Obamacare's transformational changes will create a myriad of challenges for Health and Human Services Secretary Kathleen Sebelius. Some of the most pressing are:


Q: Will the exchanges be fully functional on Oct. 1 when individuals are supposed to sign up?

Setting up health insurance exchanges in all 50 states plus the District of Columbia in itself is a major logistical challenge. In theory, starting on Oct. 1, qualifying individuals are supposed to be able to log on to a website not unlike Orbitz or Expedia, enter some personal information, have the system calculate the subsidy that they are entitled to (which varies by income), and provide them with a number of health plan options. But behind the scenes, this requires massive federal and state databases to communicate with one another and private insurance companies seamlessly.

Already, Oregon has said its website won't be ready in time, meaning individuals will initially have to go through approved brokers rather than sign up themselves on the web as originally envisioned. In July, HHS said it was weakening the income verification requirements because of the immense technological hurdles involved, meaning the government would increasingly rely on applicants' own claims about their income before doling out subsidies. And in August, the department's inspector general said that the government was months behind testing data security for the exchanges.


Q: Will enough individuals join the exchanges?

In order for the exchanges to be viable, experts believe a critical mass of roughly 100,000 people need to enroll in each state-based exchange.
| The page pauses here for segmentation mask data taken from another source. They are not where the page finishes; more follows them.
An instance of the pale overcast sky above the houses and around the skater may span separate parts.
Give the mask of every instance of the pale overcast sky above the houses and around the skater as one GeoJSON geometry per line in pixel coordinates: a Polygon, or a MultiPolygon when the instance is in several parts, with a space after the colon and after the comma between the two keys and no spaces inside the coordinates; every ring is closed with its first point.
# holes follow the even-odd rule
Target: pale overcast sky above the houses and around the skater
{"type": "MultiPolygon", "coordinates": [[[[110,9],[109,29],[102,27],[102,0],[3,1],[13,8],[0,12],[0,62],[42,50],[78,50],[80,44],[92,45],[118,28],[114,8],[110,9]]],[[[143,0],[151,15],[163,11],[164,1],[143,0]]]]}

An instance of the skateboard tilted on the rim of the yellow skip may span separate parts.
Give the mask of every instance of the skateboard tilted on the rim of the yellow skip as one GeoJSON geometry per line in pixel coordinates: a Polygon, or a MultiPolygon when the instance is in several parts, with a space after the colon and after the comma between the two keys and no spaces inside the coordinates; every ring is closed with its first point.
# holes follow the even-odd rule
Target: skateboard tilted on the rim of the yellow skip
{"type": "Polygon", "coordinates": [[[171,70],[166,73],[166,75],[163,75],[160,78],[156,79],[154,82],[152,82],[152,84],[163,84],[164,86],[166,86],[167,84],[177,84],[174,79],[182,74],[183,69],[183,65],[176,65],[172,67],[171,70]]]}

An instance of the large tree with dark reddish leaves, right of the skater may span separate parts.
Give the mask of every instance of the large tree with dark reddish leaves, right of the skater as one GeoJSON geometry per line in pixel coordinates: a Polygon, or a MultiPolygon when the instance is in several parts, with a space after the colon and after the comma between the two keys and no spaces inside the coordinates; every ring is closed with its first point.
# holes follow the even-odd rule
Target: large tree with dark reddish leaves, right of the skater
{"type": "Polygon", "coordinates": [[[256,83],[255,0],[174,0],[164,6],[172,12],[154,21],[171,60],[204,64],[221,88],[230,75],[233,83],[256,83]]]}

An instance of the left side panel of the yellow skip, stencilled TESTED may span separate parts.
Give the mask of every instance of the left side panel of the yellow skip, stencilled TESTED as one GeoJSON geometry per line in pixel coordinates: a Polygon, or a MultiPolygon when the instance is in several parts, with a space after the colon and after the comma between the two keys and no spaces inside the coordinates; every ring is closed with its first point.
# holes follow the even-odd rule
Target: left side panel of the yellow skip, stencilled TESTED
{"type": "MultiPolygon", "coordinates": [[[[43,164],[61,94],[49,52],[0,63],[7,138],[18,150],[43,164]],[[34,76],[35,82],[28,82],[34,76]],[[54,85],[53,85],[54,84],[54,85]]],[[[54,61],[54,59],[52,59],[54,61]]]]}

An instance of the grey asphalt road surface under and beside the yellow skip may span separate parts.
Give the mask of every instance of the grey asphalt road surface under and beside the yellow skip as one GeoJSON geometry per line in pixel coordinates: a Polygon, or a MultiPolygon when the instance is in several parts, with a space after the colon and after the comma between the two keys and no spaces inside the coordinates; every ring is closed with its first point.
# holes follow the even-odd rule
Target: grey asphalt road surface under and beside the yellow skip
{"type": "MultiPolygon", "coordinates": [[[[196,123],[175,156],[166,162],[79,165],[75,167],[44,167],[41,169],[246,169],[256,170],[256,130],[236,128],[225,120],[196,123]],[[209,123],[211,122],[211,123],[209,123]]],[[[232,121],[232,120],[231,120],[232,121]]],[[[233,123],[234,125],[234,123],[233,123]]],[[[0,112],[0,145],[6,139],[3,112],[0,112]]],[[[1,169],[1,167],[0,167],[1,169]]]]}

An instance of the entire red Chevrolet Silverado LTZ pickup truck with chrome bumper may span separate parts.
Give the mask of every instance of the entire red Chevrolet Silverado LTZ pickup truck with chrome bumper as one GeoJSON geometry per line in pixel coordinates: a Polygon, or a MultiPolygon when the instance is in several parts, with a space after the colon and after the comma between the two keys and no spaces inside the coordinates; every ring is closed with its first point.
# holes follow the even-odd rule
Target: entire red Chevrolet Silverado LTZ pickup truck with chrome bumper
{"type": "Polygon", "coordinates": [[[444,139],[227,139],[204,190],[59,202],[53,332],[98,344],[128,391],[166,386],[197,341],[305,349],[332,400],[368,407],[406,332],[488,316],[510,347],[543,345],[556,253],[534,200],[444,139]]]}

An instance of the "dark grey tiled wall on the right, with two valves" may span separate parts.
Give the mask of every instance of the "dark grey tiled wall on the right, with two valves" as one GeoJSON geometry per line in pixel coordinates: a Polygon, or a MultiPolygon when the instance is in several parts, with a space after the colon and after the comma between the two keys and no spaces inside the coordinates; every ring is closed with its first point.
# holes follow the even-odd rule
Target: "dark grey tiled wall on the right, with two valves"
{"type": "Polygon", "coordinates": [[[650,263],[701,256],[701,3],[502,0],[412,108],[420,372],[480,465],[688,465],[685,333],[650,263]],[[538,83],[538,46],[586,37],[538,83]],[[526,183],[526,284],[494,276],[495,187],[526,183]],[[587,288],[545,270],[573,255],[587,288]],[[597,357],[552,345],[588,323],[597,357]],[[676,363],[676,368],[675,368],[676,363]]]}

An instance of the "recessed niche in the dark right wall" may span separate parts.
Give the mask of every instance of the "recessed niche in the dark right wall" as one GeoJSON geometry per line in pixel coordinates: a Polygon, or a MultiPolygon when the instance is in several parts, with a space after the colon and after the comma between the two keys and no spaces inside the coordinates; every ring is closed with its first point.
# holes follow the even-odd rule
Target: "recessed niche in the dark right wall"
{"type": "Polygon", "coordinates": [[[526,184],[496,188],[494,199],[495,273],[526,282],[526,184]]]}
HHS has unleashed a major public awareness campaign, but as of August, a Kaiser Family Foundation survey found that nearly 70 percent of Americans had heard “only a little” or “nothing at all” about the exchanges.


Q: Will enough young and healthy Americans purchase insurance?

The success of Obamacare hinges on convincing enough young and healthy Americans with low medical costs to purchase insurance to offset the expense of providing coverage to older and sicker Americans, particularly those with pre-existing conditions. But with even cheaper plans expected to cost thousands of dollars a year for those who don’t qualify for subsidies, those with low medical costs may decide to forgo insurance and pay a penalty, which in 2014 is $95, or one percent of taxable income.


Q: Will the cost controls work?

Along with about $1 trillion in tax increases, Obamacare is supposed to be financed by wringing hundreds of billions of dollars of savings out of Medicare. HHS officials hope that they can encourage hospitals to become more efficient by adjusting the amount the government reimburses them for providing care. But some hospitals -- particular smaller community hospitals -- may find it difficult to compete, making it harder for Medicare beneficiaries to access care. If Congress intervenes to fix this access problem by raising reimbursement rates to these hospitals, it would explode the cost of Obamacare.